According to The Post, demonstrators met about 200 counter-protesters in Shelbyville. Local organizations like the anti-racist Shelbyville Loves held vigils and prayer sessions for two weeks prior to the assembly. Counter-protesters drowned out the White supremacists on multiple occasions, playing the "Ghostbusters" theme song and chanting "Black Lives Matter."

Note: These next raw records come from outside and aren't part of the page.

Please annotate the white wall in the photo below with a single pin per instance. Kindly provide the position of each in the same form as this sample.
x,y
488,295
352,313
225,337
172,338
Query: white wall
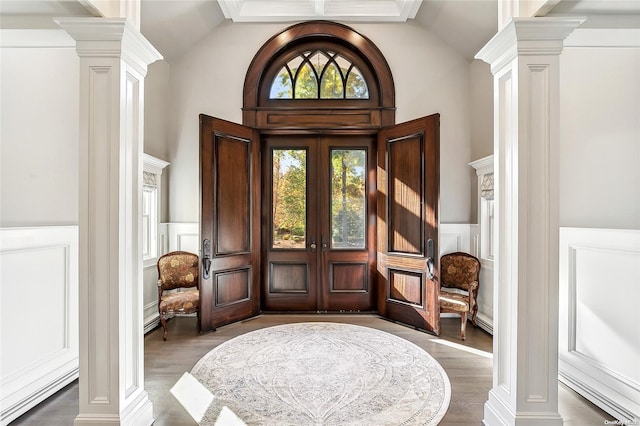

"White Lives Matter" participants planned to march from Shelbyville to Murfreesboro, where CNN says between 800 and 1,000 counter-protesters were assembled in anticipation of their arrival. Although some White supremacists did make it to Murfreesboro—where, as the image up top shows, they gathered behind a police barricade across from opponents—the organizers ultimately canceled the march and rally. Griffin described the city as a "lawsuit trap" to CNN. Following the Charlottesville event, The League of the South was listed as a defendant in a lawsuit that accused it and other armed White supremacist groups of violating state and federal laws prohibiting non-regulated paramilitaries.

The Post adds that White supremacists attacked an interracial couple at a nearby Brentwood, Tennessee, restaurant on Saturday. A Metropolitan Nashville Police Department press release says that 20 to 30 White men and women from the rally picked a fight with a Black man and his White girlfriend, who was cut over her eye when a White supremacist punched her.